‘Her voice matters,’ mom says of Tharina Oris, a teen speaking out against social injustice.
To Tharina Oris, a lifelong resident of Golden Gate, actions are more powerful than words.
The 17-year-old was one of the youngest speakers at the “We Can’t Breathe” rally that took place June 10 on the steps of the Collier County Courthouse. The rally called for an end to police brutality against Black people.
Oris, a first-generation Haitian-American, argued Collier County should defund the sheriff’s office and use the money to pay for policies that promote equality, such as in public education.
“We have hope. We can change things,” Oris said to the about 600 people who gathered that day.
Similar protests have been happening throughout the United States after George Floyd, a Black man from Minneapolis, died in the custody of that city’s police officers in late May.
Officer Derek Chauvin knelt on Floyd’s neck for nearly 9 minutes during the arrest.
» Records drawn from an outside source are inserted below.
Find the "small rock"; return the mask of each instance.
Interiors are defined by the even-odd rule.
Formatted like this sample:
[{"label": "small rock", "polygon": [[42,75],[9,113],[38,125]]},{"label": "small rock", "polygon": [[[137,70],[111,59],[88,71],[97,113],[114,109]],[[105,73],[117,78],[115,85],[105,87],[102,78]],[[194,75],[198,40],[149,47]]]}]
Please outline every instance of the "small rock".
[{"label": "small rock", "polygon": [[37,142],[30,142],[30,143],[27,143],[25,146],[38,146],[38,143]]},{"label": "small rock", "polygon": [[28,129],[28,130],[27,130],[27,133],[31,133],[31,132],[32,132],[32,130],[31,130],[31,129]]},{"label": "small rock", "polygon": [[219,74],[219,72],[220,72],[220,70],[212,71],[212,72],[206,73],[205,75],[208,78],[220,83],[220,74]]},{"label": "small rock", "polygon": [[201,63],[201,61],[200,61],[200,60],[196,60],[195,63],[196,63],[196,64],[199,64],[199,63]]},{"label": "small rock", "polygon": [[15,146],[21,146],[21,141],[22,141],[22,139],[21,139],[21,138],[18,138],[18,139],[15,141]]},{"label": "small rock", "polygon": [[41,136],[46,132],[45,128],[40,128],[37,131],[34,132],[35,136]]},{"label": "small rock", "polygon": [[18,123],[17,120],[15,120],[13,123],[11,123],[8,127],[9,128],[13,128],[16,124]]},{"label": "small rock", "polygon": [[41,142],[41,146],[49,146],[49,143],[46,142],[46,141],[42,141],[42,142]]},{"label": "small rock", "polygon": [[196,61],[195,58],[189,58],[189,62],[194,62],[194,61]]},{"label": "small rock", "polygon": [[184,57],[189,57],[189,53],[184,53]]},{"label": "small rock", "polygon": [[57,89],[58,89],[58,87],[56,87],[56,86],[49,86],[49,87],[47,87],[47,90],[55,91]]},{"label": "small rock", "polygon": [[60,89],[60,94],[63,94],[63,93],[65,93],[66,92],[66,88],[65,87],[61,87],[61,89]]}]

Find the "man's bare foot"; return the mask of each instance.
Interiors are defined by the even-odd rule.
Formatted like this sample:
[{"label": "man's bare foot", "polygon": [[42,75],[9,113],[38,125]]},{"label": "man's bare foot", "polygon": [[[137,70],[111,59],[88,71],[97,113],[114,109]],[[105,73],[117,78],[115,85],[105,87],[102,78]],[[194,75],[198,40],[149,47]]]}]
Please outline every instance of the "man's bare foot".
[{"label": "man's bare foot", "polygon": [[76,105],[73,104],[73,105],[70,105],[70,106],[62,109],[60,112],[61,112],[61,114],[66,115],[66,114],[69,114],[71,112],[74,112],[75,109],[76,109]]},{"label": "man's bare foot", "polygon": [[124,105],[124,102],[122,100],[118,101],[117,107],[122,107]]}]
A bystander recorded video of Floyd telling Chauvin he couldn’t breathe.
Oris, a recent graduate of Golden Gate High School, spoke alongside the NAACP of Collier County president and other community leaders at the courthouse rally.
“I can’t breathe either, but we need to actually go forward and start making motions to actually help our communities that are oppressed,” she said.
Sharing her story in front of hundreds of people was something Oris said she prepared for through her experience with her school’s debate club.
“Me being a Black, young woman — it helped propel my voice and helped a lot of women like me feel like they were heard or represented at the rally,” Oris said.
A lot of her time during the past several weeks has been spent organizing events, circulating information to the community and watching documentaries to educate herself on racial and social justice, Oris said.
“It’s what I am meant to do right now,” she said. “I don’t think it would be right for me not to be using my voice and not to be pushing like I am now.”
She attended peaceful protests and marches at the courthouse in early June. She also helped organize a Juneteenth celebration at Cambier Park.
The Juneteenth event was to commemorate the end of slavery in the United States and a reminder of the fight against injustice that has to continue, Oris said.
Ruth Oris, her mother, said she was unsurprised Tharina joined the protests held in recent weeks.
“Tharina has always been very social, very opinionated, very strong minded, smart and always wanting to make a difference,” Ruth Oris said. “That’s Tharina.”
As a mother, the safety of her daughter comes first, said Ruth Oris.
“I want to make sure she’ll make it back home safe,” Ruth Oris said. “As far as what she is going out there for, I support my daughter because she has a voice and her voice matters.”
Oris said she will be a University of Central Florida student in the fall and expects to double major in political science and philosophy. She plans to become a lawyer to continue her activism.
She hopes that the local movement will lead to overdue demands of racial equity being met in Collier County, Oris said.
To help achieve that, she is committed to continue attending demonstrations, meeting with county commissioners and holding those in power accountable, she said.
“It’s a lot bigger than the death of George Floyd,” Oris said. “It’s even bigger than the police and the justice system. It’s about how racism creeps into every institution in America and how it negatively affects the marginalized groups of people.”